Which just leaves the question of where do those 24 and 44 degree zone limits come from… They come from STEP3.

If you want to see more detail inside STEP2, look in these two pages:

STEP3 – toSBBXgrid.f

This is a snippet of the program run in STEP3. This is where the other zones come from. It does have a commented out line of data declaration (“REAL BANDS”) which is why I remembered those values as being “commented out”. The replacement code is the “REAL SNNEDG”. This looks like an “upgrade” from degrees to radians for the “EDGES” of a zone. Someone more gifted with radians can figure out exactly what that makes the zone cutoffs. I’m willing to assume for now they match the “BANDS” value. I can check it later when I have time.

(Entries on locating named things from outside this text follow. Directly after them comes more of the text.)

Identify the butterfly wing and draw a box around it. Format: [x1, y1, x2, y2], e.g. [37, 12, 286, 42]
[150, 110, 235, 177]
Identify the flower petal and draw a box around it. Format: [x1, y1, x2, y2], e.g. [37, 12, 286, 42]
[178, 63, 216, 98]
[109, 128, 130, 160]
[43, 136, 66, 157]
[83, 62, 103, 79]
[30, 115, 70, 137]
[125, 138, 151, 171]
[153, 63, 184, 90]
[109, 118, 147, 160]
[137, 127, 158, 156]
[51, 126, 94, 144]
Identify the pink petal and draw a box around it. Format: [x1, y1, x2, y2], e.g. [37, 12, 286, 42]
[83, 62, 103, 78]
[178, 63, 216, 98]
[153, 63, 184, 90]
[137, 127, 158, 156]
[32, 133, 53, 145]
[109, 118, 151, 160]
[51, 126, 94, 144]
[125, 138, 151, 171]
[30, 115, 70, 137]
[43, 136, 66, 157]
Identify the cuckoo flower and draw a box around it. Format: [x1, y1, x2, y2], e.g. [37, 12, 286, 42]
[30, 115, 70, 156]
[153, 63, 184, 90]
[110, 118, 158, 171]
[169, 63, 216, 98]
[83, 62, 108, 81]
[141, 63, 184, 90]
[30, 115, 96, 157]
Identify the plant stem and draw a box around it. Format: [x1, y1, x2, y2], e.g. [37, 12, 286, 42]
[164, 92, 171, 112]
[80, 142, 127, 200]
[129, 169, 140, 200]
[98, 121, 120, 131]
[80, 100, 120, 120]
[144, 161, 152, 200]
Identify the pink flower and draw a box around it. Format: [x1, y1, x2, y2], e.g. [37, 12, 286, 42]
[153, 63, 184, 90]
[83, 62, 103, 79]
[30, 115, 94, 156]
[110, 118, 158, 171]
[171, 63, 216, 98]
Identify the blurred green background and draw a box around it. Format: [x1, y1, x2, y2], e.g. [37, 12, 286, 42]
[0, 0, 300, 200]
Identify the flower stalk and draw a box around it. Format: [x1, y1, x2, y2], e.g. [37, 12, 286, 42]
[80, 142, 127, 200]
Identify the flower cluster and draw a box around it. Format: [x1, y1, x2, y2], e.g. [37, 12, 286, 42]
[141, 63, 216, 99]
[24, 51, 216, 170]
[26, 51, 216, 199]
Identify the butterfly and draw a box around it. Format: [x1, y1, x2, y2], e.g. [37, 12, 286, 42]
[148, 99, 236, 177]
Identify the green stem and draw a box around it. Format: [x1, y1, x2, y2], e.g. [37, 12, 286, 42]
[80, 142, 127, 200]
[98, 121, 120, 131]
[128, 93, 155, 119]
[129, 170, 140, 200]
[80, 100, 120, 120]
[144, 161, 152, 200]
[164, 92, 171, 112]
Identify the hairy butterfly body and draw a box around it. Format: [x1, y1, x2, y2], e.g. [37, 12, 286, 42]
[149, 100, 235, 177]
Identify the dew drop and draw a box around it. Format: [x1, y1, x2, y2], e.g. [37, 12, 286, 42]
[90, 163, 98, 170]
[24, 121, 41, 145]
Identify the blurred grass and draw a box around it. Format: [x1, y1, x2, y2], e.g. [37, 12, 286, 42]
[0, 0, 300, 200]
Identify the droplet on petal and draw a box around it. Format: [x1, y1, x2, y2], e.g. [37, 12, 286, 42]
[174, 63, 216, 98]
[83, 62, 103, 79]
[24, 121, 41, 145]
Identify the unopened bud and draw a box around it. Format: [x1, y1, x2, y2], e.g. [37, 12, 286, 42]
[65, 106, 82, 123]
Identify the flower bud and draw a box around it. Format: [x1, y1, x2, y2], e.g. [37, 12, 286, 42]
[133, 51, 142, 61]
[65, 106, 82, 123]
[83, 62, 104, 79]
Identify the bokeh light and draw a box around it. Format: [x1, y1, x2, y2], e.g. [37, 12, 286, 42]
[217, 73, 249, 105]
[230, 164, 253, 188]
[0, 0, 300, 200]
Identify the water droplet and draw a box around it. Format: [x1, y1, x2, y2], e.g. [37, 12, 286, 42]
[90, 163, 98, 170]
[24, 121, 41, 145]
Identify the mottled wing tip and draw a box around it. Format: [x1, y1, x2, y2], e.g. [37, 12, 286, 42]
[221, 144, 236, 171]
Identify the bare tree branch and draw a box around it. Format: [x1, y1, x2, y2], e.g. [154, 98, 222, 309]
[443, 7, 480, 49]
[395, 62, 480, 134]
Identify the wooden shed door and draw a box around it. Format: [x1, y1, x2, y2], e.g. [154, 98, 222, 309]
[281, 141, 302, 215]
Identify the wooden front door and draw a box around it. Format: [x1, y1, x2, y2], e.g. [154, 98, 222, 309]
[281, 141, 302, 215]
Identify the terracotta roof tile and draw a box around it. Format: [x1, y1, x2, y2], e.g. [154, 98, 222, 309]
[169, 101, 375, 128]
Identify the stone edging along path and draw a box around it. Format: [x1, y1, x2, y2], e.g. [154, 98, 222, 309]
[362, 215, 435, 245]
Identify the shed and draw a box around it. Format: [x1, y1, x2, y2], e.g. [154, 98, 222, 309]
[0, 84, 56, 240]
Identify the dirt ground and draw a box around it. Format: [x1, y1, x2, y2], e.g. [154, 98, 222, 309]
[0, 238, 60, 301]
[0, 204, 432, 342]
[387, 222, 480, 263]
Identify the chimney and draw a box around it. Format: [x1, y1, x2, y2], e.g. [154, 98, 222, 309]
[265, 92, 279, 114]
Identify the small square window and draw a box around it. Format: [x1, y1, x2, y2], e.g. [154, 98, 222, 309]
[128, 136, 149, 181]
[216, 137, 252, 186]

C**** Sergej's equal area grid
C**** Grid constants for latitude zones
CCCCC REAL BANDS(9)/90.,64.2,44.4,23.6,0.,-23.6,-44.4,-64.2,-90./
C**** We need only the SINEs of the (northern) band edges
      REAL SNNEDG(9)
      DATA SNNEDG /1.,.9,.7,.4,0.,-.4,-.7,-.9,-1./
C     Input data sets - 1: 90N-60N  2: 60N-30N ... 6: 60S-90S 7:short
      DATA INFRST /1,1,2,2,3,4,5,5/
      DATA NUMJ /4,8,12,16,16,12,8,4/
      DATA INLAST /2,2,3,4,5,5,6,6/
C**** Check grid dimensions
         WRITE(6,'(6I9)') NRM1,NRM, ICM*JCM,NCM1, INM1,INM
      END IF
C**** Don't skip any short files if ISHORT=1
      DO 10 NR=1,NRM
      DO 10 IN=1,INM-ISHORT
   10 SKIP(IN,NR)=.TRUE.
C**** Find DDLAT to extend each box R km in north and south direction
C**** Loop over all BOXES (large regions)
      DO 50 J=1,8
C**** Find the sin of the latitudes of the centers in band J
      DO 20 JC=1,JCM

etc. etc. Full listing is here:

At this point I am not sure what the impact will be of swapping data from 6 zones into 8 zones. It will take me a while to sort out what the 6 zones are used for and what actually gets turned into 8 zones of “anomalies”. I suspect that what is happening is that data gets smeared over a zone of size 6, then gets divided back into size 8, so data from further away than you would expect gets sucked into the 1/8 bands. Smear and stretch seems to be the modus operandi of GIStemp, why not do it in zones too…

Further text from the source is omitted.